Why did Epitomics seek to expand into China? Dr. Yu said it was not for the reason most often cited when U.S. companies gain a foothold there. “Cost was our second reason,” he recalled. “Our main reason was actually speed. We develop antibodies and we have a lot of competitors. We were small. We couldn’t make antibodies fast enough, so I wanted to build a tech facility and a team that would, as I call it, industrialize the process.”
Speed also explains why Epitomics is pursuing trials in China with a pair of China-based companies that are publicly traded in the U.S. Later this year, Epitomics plans to team up with Simcere Pharmaceutical on a Phase I trial of an antivascular endothelial growth factor (VEGF) antibody, believed to inhibit formation of new blood vessels in cancer tumors. “We expect to receive the government certificate for entering Phase I this year,” Dr. Yu said.
Epitomics and 3SBio expect to file an IND application in China “either at the end of this year or early next year” for an antitumor necrosis factor (anti-TNF) antibody, expected to stop inflammatory diseases such as rheumatoid arthritis, Dr. Yu added.

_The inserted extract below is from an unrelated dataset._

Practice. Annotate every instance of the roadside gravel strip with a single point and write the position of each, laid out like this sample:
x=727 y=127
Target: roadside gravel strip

Looking ahead, Dr. Yu reported plans to continue the company’s expansion into diagnostics by building facilities in China as well as the GMP lab in Burlingame: “The Chinese population makes for a very attractive market, and we’re also venturing into that anyway in the U.S.”
The company made news July 26 when it announced it had launched 23 cancer-related antibodies developed through a partnership with the NCI’s Center for Cancer Research. The collaboration aims to develop new reagents for cancer researchers.
With its catalog already at 2,500 antibodies and increasing, Epitomics has grown at about 35% per year and has been profitable every year since 2008. Dr. Yu said the company generates $20 million to $30 million in annual revenue but wouldn’t be more specific.
Epitomics raised $30 million during its first decade in business and is in the process of filing an IPO on the Taiwan Stock Exchange. Required filings are expected to be completed by September. The amount to be raised through the IPO has yet to be determined.
Intent on generating some business in China for stateside biotechs, the Commercial Service of the U.S. Department of Commerce is recruiting U.S. companies for a Biotech Life Sciences Trade Mission to China that will run between October 14 and 18. Francisco J. Sánchez, under secretary of commerce for international trade, will lead the trade mission, during which leaders of the U.S. businesses will meet decision-makers from the government of China as well as prescreened and qualified potential partners. Participants will also network and attend briefings by ranking U.S. Embassy officials and biotechnology industry experts.
Valuable as that effort is, there’s no reason why Washington shouldn’t also pursue what promises to be an even better path to growing biotechnology in the U.S.—namely following Hamner’s path and working to marry fast-growing Chinese companies with stateside partners, both commercial and academic.
If nothing else, such an effort holds potential for being a successful example, so uncommon these days, of how the U.S. can still gain jobs in a biotechnology industry that increasingly is becoming more global.
Alex Philippidis is senior news editor at Genetic Engineering & Biotechnology News.